ÉLECTORAT. La balle est dans le camp de l’électorat qui doit arrêter de voter les partis en bloc ou de manière communale mais choisir des candidats valables qui peuvent vraiment faire une différence au Parlement. Les abstentionnistes, qui représentent en moyenne 30 %, doivent aussi prendre leur responsabilité et voter pour participer à un changement positif pour le pays. Il est temps de mettre fin au règne de ces deux familles qui font la pluie et le beau temps en politique et à Maurice depuis l’Indépendance.
REPRÉSAILLES. Malheureusement, ceux qui osent confronter le gouvernement ouvertement à Maurice subissent de terribles représailles. Par exemple, plusieurs d’entre nous ont été arrêtés lors de mouvements de protestations. Moi-même j’ai été arrêté l’année dernière pour avoir manifesté contre le projet immobilier de luxe de Legend Hill sur les pentes abruptes de la Tourelle de Tamarin. Le CCID m’a aussi convoqué aux Casernes sous de fausses charges mensongères. Cet épisode déprimant a perturbé ma vie familiale. Quoi qu’il en soit, le combat continue. Je ne me laisserai pas intimider.

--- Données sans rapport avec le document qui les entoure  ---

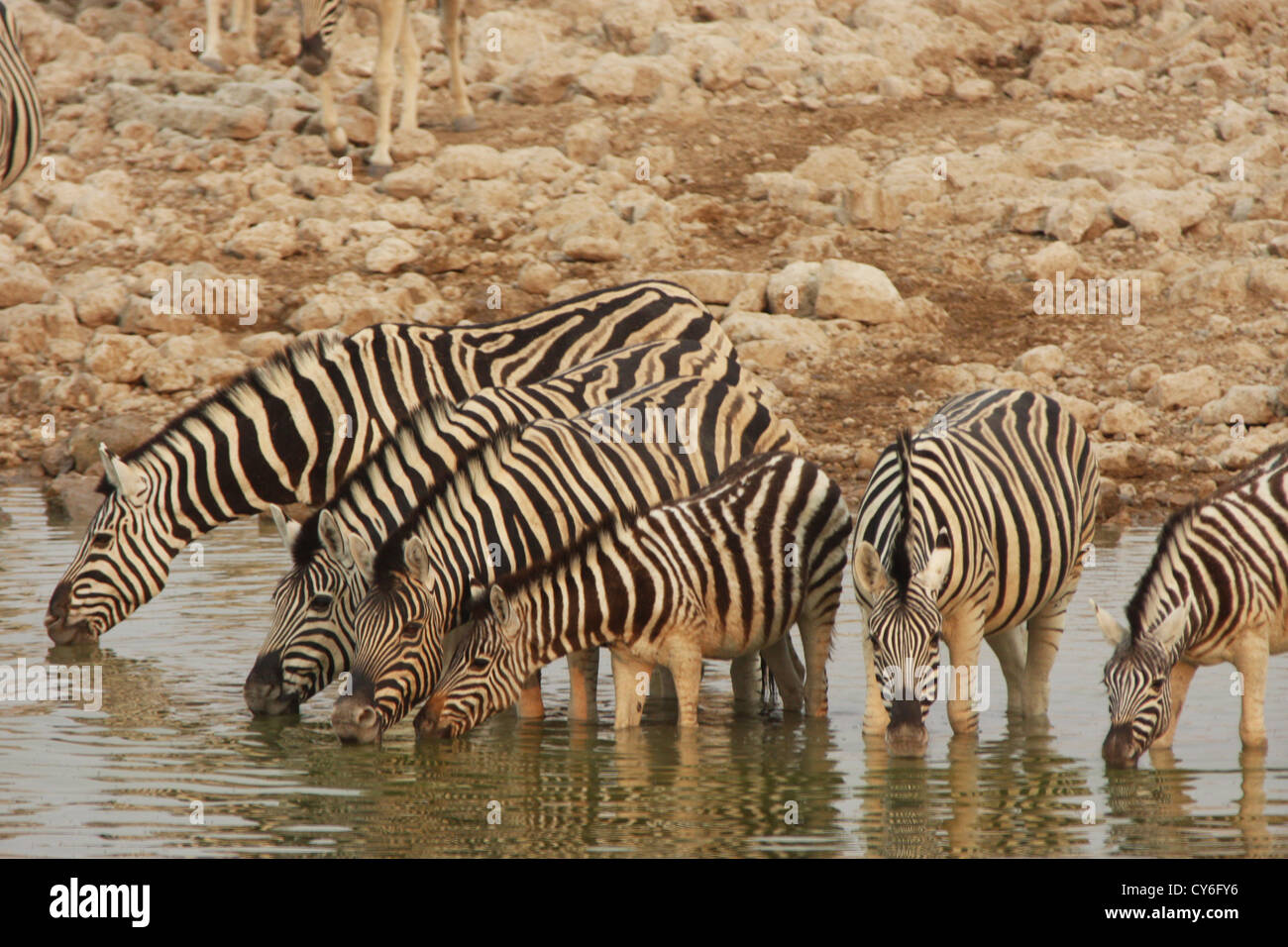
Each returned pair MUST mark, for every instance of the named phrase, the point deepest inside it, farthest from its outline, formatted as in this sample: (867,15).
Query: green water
(172,731)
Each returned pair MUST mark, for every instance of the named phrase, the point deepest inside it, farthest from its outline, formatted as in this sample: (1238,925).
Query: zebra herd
(481,510)
(601,474)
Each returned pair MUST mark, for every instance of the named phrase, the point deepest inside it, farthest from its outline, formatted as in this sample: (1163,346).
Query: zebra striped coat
(967,530)
(291,429)
(310,641)
(721,574)
(20,106)
(522,497)
(1216,590)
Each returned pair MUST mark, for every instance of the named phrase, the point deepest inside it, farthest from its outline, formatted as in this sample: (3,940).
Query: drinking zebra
(320,21)
(1216,590)
(20,106)
(291,429)
(519,499)
(719,575)
(965,531)
(310,642)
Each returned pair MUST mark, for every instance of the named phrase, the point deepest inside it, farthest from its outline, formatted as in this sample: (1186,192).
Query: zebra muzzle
(62,631)
(1120,748)
(356,720)
(263,689)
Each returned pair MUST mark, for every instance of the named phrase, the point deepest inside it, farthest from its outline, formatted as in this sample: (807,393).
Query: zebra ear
(334,539)
(416,558)
(362,558)
(501,611)
(1171,629)
(870,575)
(125,479)
(286,528)
(1115,633)
(936,567)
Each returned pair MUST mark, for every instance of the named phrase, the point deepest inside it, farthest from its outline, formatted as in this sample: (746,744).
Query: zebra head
(318,21)
(1136,677)
(484,677)
(905,625)
(398,629)
(123,561)
(309,642)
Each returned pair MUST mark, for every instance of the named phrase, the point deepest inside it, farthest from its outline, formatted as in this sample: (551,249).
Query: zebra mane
(901,562)
(267,376)
(567,556)
(1180,521)
(473,471)
(411,432)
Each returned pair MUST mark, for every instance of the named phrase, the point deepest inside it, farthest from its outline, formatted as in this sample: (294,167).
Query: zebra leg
(1044,631)
(411,76)
(336,141)
(584,678)
(1009,646)
(391,16)
(210,55)
(964,652)
(876,718)
(661,688)
(816,635)
(629,701)
(450,24)
(684,660)
(1177,685)
(742,673)
(529,698)
(1250,657)
(778,655)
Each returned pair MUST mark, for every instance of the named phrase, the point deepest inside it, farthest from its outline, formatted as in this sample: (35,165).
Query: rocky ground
(867,195)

VISION. En tant que Mauricien sensé et sensible, j’ai une vision, un rêve : que mes petits-enfants et tous les enfants du pays puissent vivre dans une île Maurice meilleure tournée autour de trois pôles. Le premier concerne les énergies renouvelables car notre or, c’est notre soleil. Nous avons tort de ne pas l’utiliser davantage pour produire de l’énergie. On pourrait convertir un quart des champs de canne du pays pour y mettre des panneaux solaires. Le deuxième est l’agro-écologie qui prend en compte les enjeux environnementaux et économiques pour une alimentation saine et accessible à tous.
VIABLE. Le troisième est l’économie circulaire qui consiste à produire de manière durable en limitant la consommation et le gaspillage des ressources ainsi que la production des déchets. Tous ces projets sont certes coûteux à mettre en place mais sur le long-terme, ils seront bénéfiques pour notre île. En plus, ce sont de nouvelles filières qui généreront de l’emploi et sont viables économiquement.
En plus de mon travail de traducteur simultané pour des conférences internationales, je continue avec Mo Ti Zil, mon modeste combat contre la pauvreté, la drogue, l’injustice et d’autres fléaux de société mais aussi pour le mauricianisme et une île Maurice meilleure. Mo Ti Zil est le titre d’une chanson de Kaya, un grand artiste doué et inspiré que j’ai découvert et fait connaître à Maurice et ailleurs. Avec ma société Cyper Produktion où j’officie en tant que directeur artistique, producteur et manager, dès que la situation le permettra, je vais partir en tournée en Europe avec Alostmen, un groupe que j’ai monté et produit au Ghana et qui vient de recevoir, à Londres, le prestigieux Songlines Award du meilleur nouveau groupe de World Music en 2021. En attendant, je vais m’occuper de l’école de ravann que je viens de lancer à Tamarin grâce à un donateur et qui offre des cours gratuits aux enfants.
Après 15 ans passés à l’étranger, notamment en France et en Allemagne d’où est originaire ma femme, quand je suis revenu à Maurice, je n’ai eu de cesse d’agir pour le bien-être de mon pays et de le promouvoir sous d’autres cieux. J’ai aussi été candidat plusieurs fois au no 14 (Savanne/Rivière-Noire) où j’ai toujours obtenu le meilleur résultat possible pour un indépendant, soit en arrivant juste après les six candidats des deux alliances. Sinon, côté vie intime, je suis marié à Katharina et nous avons trois enfants, Kim, 30 ans, artiste, Maila, 28 ans, pâtissière à Las Vegas, et Kenji, 22 ans, passionné de surf et étudiant en génétique à l’University College of London.